Leonard Cheshire Disability has announced the installation of new innovative communications technology at St Teresa’s in Cornwall, following the award of a major grant from the Hospital Saturday Fund (HSF).
The Eyegaze equipment enables a disabled person to use a computer by tracking tiny movements in their eyes.
The state of the art technology has already enabled Pat Eteen, who lives at St Teresa’s, to communicate with her son Simon, daughter-in-law Celia and granddaughter Madelaine on Skype. Pat developed aphasia after having a stroke. With the help of Eyegaze she can now keep in touch with her family.
Using Eyegaze technology, Pat said: ‘I use Skype to keep in touch with my son, daughter-in-law and eight-year-old granddaughter who live in Canada. It is so nice to see my family on the screen, especially being able to see my granddaughter play the piano! I contact them about once a month and I am hoping that with the new technology I will be able to have greater control and independence when using Skype.’
Before the new equipment arrived Pat had to communicate through letters which was tiring and extremely slow.
Paul Jackson, chief executive of the Hospital Saturday Fund said: ‘I am delighted that the Hospital Saturday Fund is able to fund this very exciting technology at St Teresa’s. The potential is huge and we are honoured to be able to provide this equipment and make such a difference to peoples’ quality of life at St Teresa’s.’
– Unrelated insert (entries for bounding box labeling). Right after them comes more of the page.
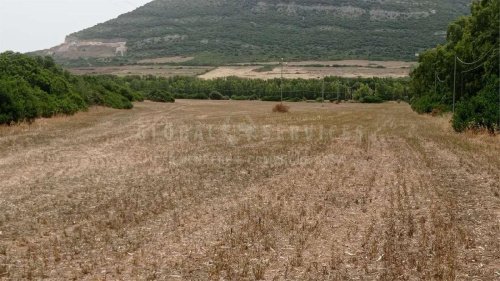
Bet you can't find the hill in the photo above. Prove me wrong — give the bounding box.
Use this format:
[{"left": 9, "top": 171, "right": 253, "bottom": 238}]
[
  {"left": 411, "top": 0, "right": 500, "bottom": 134},
  {"left": 44, "top": 0, "right": 471, "bottom": 64}
]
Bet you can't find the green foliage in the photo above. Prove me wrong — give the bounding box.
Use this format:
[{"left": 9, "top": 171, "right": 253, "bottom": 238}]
[
  {"left": 261, "top": 96, "right": 281, "bottom": 101},
  {"left": 208, "top": 91, "right": 226, "bottom": 100},
  {"left": 411, "top": 0, "right": 500, "bottom": 132},
  {"left": 452, "top": 78, "right": 500, "bottom": 134},
  {"left": 57, "top": 0, "right": 470, "bottom": 65},
  {"left": 146, "top": 89, "right": 175, "bottom": 102},
  {"left": 353, "top": 84, "right": 373, "bottom": 101},
  {"left": 0, "top": 52, "right": 142, "bottom": 124},
  {"left": 359, "top": 96, "right": 384, "bottom": 103}
]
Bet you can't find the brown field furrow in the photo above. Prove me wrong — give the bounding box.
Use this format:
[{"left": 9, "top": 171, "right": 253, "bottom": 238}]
[{"left": 0, "top": 100, "right": 500, "bottom": 280}]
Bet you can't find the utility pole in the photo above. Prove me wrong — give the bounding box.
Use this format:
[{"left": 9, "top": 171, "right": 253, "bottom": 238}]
[
  {"left": 280, "top": 58, "right": 283, "bottom": 103},
  {"left": 434, "top": 72, "right": 437, "bottom": 96},
  {"left": 453, "top": 55, "right": 457, "bottom": 113},
  {"left": 321, "top": 76, "right": 325, "bottom": 102}
]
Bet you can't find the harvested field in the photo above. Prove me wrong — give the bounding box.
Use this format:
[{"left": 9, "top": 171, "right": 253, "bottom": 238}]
[{"left": 0, "top": 100, "right": 500, "bottom": 280}]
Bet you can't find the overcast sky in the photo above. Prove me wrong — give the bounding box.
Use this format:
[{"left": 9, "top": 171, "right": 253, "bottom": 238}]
[{"left": 0, "top": 0, "right": 152, "bottom": 52}]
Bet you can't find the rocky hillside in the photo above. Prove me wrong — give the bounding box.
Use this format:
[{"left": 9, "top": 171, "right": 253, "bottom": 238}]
[{"left": 45, "top": 0, "right": 471, "bottom": 64}]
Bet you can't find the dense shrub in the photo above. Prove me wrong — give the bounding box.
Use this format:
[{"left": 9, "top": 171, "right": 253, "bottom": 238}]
[
  {"left": 410, "top": 0, "right": 500, "bottom": 133},
  {"left": 146, "top": 89, "right": 175, "bottom": 102},
  {"left": 273, "top": 103, "right": 290, "bottom": 113},
  {"left": 452, "top": 79, "right": 500, "bottom": 134},
  {"left": 261, "top": 96, "right": 281, "bottom": 101},
  {"left": 359, "top": 96, "right": 384, "bottom": 103},
  {"left": 0, "top": 52, "right": 142, "bottom": 124},
  {"left": 208, "top": 91, "right": 225, "bottom": 100}
]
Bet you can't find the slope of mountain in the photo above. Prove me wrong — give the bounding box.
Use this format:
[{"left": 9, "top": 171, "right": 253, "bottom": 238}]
[{"left": 45, "top": 0, "right": 471, "bottom": 63}]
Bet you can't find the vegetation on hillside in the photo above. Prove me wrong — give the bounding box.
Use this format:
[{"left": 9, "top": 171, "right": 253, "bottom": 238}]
[
  {"left": 0, "top": 52, "right": 143, "bottom": 124},
  {"left": 411, "top": 0, "right": 500, "bottom": 133},
  {"left": 60, "top": 0, "right": 470, "bottom": 65}
]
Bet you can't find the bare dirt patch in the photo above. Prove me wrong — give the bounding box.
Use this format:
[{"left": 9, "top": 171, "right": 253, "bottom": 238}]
[
  {"left": 68, "top": 65, "right": 213, "bottom": 77},
  {"left": 138, "top": 56, "right": 194, "bottom": 64},
  {"left": 200, "top": 60, "right": 414, "bottom": 79},
  {"left": 0, "top": 100, "right": 500, "bottom": 280}
]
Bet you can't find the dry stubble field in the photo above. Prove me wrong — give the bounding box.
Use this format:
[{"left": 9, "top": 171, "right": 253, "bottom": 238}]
[{"left": 0, "top": 101, "right": 500, "bottom": 280}]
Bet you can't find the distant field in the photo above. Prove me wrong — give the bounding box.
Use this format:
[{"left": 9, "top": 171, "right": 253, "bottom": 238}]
[
  {"left": 0, "top": 100, "right": 500, "bottom": 280},
  {"left": 68, "top": 65, "right": 213, "bottom": 77},
  {"left": 70, "top": 60, "right": 415, "bottom": 79},
  {"left": 138, "top": 56, "right": 194, "bottom": 64},
  {"left": 200, "top": 60, "right": 415, "bottom": 79}
]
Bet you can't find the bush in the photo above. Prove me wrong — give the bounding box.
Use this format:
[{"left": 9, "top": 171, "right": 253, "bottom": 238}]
[
  {"left": 146, "top": 89, "right": 175, "bottom": 102},
  {"left": 273, "top": 103, "right": 290, "bottom": 113},
  {"left": 261, "top": 96, "right": 281, "bottom": 101},
  {"left": 452, "top": 79, "right": 500, "bottom": 134},
  {"left": 411, "top": 96, "right": 437, "bottom": 114},
  {"left": 359, "top": 96, "right": 384, "bottom": 103},
  {"left": 286, "top": 97, "right": 302, "bottom": 102},
  {"left": 208, "top": 91, "right": 225, "bottom": 100}
]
Clare Pelham, chief executive of Leonard Cheshire Disability on a visit to St Teresa’s to see the new technology in operation, said: ‘It has been wonderful to see how Eyegaze can transform the lives of disabled people here at St Teresa’s. Today I have seen how Pat can chat to her granddaughter across the Atlantic and how other people at the service can keep in close touch with their families and friends and enjoy social media for the first time. It is so amazing that technical advances beyond what we could have imagined only a few years ago is now — thanks to generous donors — transforming the lives of disabled people in Penzance.’
Eyegaze tech enables users to access the internet, email, and social media, including Facebook and Skype.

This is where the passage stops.